When Josh Mandel-Brehm, AB ’05, was at WashU, there were two main paths a biology major could take: “You go on to get a doctorate or become a doctor,” he says.
At that time, biotechnology as an industry and job generator was still in its infancy, but it has come a long way since then. And nearly two decades after graduation, Mandel-Brehm’s company is tasked with pushing the boundaries of this growing field even further.
Mandel-Brehm is the president and CEO of CAMP4, a Cambridge, Mass.-based company whose “mission is to be a pioneer in the field of regulatory RNAs,” Mandel-Brehm says. Under his leadership, the company recently completed its Series B financing (the third round of financing a company by investment), raising $100 million to continue its work of harnessing the power of RNA to restore a healthy gene expression.
It has been a long process of building relationships with investors, which, according to Mandel-Brehm, involves “taking the time to get to know them, hearing their feedback, answering their questions and sharing how we can create value with the money invested.
During this period, Mandel-Brehm learned a lot. “The best advice I got was ‘the minute you think you’ve figured this out, you’re in big trouble,'” Mandel-Brehm says. “That means: first, always stay humble, and second, know that this is a constant journey of learning. It’s deeply personal. We care about people as much as we care about the medicine we make. I don’t couldn’t imagine working anywhere else.

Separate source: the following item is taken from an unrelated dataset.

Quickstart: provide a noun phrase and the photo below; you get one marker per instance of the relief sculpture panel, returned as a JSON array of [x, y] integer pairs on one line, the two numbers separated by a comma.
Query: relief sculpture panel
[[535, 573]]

The $100 million (made possible by funds from Polaris Partners, 5AM Ventures, Andreessen Horowitz, hedge funds and other investors) will now help CAMP4 achieve its vision: to develop new medicines for diseases that have not treatment. The first program will enter the clinic in 2023 and is a potential treatment for a rare genetic epilepsy known as Dravet syndrome. Next comes a fleet of new drugs for a range of metabolic and central nervous system diseases.
“It’s a very exciting time for us,” Mandel-Brehm said. “This is the first opportunity to test our area of biology in a clinical trial to help patients; it really is proof that our work is more than a science experiment.
Currently, the company is studying Dravet syndrome, a form of genetic epilepsy that affects both children and adults, and it will test its new drug to treat the disease. It’s an ambitious task, but lives up to the company’s name and mission.
“One of our founders is a great outdoor enthusiast. And I told him that I wanted to find a name that was ambitious in nature. I said maybe disease is like a mountain, and you try to climb it, get to the top,” Mandel-Brehm recalls. This gave rise to the name CAMP4: the last camp before a mountaineer’s ascent to the summit of Mount Everest. It’s also the name of a place in Yosemite where the world’s greatest climbers go to train and push their limits.
Likewise, “we are pushing the boundaries of biology to treat disease,” says Mandel-Brehm.
Although this is a Herculean effort, it is also an effort that can quickly make you humble. “The name signifies a humbling journey – venturing up Mount Everest is humbling, so the company name connects to that story,” says Nicole Hodgman, BSBA ’06, director of ideas and solutions for Liberty Mutual and Mandel-Brehm’s wife.
The two met when they were undergrads on what was also a humbling journey: Hodgman, a freshman, worked at the sports complex, and Mandel-Brehm, a sophomore, worked there- down while ‘trying to get his number. But she wasn’t interested,” he laughs. “Still, I convinced her to come to a party we were having, and then she started talking to me for a bit.”
Both now reside outside of Boston and are members of the Eliot Society. Additionally, Hodgman is an alumni recruiter, and Mandel-Brehm wants to create an annual panel with WashU biotech alumni who have built businesses and share his experience with WashU students who might be interested in joining. get into biotechnology.
“I remain closely connected as an alumni recruiter, and the main reason for this is that WashU has given us lifelong relationships that have had meaningful impacts on our lives,” Hodgman says.
“We’re both saying WashU did more for us than maybe we did for it, so we’re trying to pay back,” Mandel-Brehm says. “I’m very excited to create the next big biotech company – a place that students coming out of WashU are looking to, others are looking to CAMP4 and saying, ‘This is the most innovative of the moment”.